The latest work on the genetic causes of one of the world’s biggest killers, coronary artery disease, will be published in the March 2009 issue of Nature Genetics. The research done by teams from the Cardiogenics consortium used the Enabling Grids for E-sciencE (EGEE) infrastructure.
EGEE manages the world’s largest multi-disciplinary computing grid and enabled the researchers to do two years’ work in fewer than 45 days. This allowed them to identify possible genetic candidates for the causes of a disease which kills over two million people a year in Europe alone.
Coronary artery disease (CAD) is the most common form of heart disease and is a leading cause of death worldwide. It is one of the root causes of angina, heart failure and arrhythmias. This work could allow researchers to better understand why the disease develops and may offer new approaches for pharmacological prevention and treatment.
“Until recently, we looked at one variation at a time when trying to find new genes associated with disease”, said David Tregouet, Pierre & Marie Curie University (UPMC), France.
“In this work we are using an original approach which lets us look at several variations at once. So, instead of investigating the effect on CAD risk of the 378,000 individual genetic markers available in this project, more than 8.1 million combinations were tested. We could do this large number of calculations thanks to EGEE”.

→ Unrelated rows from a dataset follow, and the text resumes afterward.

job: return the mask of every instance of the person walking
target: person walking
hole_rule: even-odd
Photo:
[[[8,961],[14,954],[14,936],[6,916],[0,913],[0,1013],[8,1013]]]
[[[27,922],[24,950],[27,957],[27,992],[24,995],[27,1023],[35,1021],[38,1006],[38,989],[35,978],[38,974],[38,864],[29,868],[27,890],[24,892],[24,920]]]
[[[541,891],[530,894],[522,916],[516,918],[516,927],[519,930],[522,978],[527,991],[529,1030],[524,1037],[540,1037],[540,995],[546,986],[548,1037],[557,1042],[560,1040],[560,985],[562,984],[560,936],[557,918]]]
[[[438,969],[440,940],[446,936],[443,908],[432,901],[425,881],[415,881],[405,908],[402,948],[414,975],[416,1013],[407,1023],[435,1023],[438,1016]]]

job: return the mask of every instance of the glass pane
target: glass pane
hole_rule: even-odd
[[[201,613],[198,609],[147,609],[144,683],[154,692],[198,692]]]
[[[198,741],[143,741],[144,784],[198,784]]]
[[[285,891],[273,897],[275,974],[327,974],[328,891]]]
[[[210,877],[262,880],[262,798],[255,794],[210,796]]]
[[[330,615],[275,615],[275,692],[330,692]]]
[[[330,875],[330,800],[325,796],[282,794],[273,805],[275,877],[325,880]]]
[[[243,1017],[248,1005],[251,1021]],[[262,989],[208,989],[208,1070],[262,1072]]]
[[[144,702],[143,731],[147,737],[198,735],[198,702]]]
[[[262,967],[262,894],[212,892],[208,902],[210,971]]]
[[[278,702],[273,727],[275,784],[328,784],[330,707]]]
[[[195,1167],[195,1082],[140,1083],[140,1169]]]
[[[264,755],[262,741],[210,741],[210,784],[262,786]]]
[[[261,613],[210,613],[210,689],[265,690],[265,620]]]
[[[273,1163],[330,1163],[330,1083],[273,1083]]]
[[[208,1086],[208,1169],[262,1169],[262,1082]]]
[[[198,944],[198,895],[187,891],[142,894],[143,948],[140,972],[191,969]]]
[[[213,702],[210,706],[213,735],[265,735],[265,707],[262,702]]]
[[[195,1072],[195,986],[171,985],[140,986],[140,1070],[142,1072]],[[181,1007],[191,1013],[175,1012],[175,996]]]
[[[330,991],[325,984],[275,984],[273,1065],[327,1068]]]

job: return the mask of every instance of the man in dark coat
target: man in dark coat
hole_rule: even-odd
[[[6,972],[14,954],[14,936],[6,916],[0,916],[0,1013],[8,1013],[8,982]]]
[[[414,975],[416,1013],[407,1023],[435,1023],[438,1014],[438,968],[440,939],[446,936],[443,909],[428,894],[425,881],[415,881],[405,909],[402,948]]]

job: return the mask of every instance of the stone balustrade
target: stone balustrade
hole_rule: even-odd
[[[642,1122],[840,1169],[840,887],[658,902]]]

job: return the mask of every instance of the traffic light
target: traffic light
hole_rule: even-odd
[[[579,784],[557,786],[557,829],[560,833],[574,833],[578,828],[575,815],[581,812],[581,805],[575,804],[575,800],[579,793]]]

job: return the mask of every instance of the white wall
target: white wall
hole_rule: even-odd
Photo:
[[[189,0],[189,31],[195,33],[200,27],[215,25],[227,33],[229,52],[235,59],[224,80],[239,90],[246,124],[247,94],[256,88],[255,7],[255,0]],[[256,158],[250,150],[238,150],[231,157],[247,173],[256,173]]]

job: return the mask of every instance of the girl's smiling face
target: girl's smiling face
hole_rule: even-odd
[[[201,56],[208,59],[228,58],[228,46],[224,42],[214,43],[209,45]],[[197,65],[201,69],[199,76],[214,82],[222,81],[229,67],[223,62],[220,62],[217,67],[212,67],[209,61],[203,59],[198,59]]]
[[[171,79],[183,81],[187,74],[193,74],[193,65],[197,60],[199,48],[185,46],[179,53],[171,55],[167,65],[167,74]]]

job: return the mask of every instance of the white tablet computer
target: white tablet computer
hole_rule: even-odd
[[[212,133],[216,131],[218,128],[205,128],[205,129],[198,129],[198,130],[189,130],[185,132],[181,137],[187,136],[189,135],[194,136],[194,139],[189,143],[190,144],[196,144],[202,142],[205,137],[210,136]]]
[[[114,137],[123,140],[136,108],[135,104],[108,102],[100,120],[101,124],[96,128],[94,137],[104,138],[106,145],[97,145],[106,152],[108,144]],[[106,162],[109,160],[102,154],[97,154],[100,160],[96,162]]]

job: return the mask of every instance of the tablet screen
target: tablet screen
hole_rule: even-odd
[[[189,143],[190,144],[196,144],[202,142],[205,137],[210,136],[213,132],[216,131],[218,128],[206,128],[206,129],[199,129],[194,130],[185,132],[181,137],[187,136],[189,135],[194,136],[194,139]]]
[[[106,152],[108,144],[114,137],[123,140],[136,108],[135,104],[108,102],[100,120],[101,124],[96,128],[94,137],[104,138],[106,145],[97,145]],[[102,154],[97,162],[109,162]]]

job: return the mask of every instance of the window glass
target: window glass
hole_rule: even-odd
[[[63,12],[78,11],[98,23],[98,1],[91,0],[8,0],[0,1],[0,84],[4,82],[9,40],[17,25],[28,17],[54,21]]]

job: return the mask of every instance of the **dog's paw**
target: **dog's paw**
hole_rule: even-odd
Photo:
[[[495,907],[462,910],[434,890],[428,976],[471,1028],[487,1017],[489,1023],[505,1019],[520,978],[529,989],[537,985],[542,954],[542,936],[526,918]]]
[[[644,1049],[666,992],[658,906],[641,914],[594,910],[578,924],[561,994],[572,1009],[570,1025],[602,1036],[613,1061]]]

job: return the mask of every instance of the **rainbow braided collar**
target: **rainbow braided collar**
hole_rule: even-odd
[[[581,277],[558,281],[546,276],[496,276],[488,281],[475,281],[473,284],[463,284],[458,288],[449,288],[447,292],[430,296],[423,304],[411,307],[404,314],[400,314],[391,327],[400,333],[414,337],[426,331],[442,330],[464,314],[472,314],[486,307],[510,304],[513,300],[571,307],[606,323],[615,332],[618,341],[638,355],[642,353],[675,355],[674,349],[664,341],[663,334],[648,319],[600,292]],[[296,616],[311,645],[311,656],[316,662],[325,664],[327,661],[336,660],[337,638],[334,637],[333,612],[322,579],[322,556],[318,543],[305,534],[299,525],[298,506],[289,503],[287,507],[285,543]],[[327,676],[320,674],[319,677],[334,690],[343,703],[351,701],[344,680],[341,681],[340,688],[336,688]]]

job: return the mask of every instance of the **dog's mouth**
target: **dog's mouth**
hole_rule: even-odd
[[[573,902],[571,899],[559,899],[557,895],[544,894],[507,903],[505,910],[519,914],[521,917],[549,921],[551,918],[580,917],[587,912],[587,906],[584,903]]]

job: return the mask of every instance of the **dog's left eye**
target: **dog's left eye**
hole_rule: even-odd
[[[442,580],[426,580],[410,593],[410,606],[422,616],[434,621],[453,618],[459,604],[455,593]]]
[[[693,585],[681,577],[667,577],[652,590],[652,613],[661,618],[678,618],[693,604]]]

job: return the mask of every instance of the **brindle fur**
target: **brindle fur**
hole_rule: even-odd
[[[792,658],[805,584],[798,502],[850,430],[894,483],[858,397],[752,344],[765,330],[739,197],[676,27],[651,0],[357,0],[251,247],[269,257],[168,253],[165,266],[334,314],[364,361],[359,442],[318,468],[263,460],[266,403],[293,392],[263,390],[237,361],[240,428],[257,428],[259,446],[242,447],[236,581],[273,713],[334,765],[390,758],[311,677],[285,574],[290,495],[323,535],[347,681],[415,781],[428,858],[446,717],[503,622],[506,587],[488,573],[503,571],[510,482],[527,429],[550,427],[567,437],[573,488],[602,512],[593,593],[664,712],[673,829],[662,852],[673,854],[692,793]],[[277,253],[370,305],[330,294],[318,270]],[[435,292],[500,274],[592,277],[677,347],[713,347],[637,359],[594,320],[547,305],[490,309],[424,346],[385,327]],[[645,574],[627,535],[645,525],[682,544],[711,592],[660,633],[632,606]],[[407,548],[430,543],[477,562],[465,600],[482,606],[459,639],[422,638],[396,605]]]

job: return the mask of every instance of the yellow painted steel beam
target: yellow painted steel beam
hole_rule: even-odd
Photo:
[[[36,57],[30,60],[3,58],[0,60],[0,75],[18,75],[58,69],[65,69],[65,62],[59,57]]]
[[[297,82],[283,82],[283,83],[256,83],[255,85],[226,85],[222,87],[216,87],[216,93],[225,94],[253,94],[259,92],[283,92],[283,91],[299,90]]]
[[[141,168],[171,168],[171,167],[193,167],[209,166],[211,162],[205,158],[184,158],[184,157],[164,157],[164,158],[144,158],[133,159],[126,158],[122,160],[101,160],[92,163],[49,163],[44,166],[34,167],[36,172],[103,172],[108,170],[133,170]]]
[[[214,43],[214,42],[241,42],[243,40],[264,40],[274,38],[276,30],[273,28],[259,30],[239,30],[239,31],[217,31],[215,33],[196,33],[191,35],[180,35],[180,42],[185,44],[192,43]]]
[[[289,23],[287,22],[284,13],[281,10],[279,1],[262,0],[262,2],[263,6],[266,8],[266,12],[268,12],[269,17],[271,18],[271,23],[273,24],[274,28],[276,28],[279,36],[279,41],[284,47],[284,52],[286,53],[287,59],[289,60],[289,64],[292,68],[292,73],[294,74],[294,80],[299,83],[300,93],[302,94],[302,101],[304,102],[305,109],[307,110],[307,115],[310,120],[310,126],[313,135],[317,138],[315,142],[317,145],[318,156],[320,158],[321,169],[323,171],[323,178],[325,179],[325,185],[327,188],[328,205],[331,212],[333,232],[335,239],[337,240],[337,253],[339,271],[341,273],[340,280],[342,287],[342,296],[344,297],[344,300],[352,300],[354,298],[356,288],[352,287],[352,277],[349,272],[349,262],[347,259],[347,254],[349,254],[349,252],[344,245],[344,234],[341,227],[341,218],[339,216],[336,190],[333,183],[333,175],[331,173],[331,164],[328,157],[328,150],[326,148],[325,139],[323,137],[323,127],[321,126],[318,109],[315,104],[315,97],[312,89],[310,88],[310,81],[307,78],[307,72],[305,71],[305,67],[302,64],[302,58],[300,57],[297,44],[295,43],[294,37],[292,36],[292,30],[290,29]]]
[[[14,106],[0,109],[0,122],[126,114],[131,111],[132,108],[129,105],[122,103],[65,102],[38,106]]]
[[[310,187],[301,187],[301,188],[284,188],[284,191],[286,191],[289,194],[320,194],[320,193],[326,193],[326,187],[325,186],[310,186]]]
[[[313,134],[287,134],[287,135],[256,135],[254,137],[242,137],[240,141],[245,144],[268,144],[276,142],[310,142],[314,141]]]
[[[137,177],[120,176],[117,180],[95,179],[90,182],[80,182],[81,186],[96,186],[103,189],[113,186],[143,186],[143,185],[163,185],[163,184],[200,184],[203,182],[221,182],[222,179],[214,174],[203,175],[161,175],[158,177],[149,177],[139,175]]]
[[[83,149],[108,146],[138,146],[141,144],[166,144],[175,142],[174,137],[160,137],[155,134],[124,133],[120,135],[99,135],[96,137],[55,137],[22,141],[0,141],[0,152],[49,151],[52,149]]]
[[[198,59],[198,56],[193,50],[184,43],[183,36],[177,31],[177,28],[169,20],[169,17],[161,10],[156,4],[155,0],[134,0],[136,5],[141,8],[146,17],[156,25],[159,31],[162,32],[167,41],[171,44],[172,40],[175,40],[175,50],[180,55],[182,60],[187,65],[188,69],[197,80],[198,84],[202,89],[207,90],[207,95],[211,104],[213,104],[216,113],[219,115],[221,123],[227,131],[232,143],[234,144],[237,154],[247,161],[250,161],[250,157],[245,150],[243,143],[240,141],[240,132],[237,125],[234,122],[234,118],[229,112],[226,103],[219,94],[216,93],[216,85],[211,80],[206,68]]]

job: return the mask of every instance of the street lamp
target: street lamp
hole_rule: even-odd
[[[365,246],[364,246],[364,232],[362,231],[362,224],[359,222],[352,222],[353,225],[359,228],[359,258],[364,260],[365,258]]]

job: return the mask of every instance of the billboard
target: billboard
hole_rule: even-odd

The work was done in three stages to successfully narrow down the genetic sequences within a person's chromosomes that could make them susceptible to CAD. In the first stage, almost 8.1 million configurations of genetic markers were examined and 29 specific combinations were identified as possibly associated with susceptibility to CAD. Focussing on these 29 combinations, the second stage was able to bring this number down to just one combination of four genetic markers confirmed to be strongly associated with the risk of CAD. When these four genetic markers were investigated in additional studies, covering a total of almost 12,000 individuals, there was a strong correlation between their presence and the risk of having CAD.
One of the possible explanations behind why these four genetic markers seem to indicate that a person may be at an increased risk of CAD, is that they overlap with genes that regulate an enzyme called lipoprotein (a). A raised level of lipoprotein (a) is used by doctors around the world to diagnose CAD. When the Cardiogenics consortium compared the levels of the enzyme in one of the studies, they found that there was a strong correlation between high lipoprotein levels and the presence of the identified gene sequences.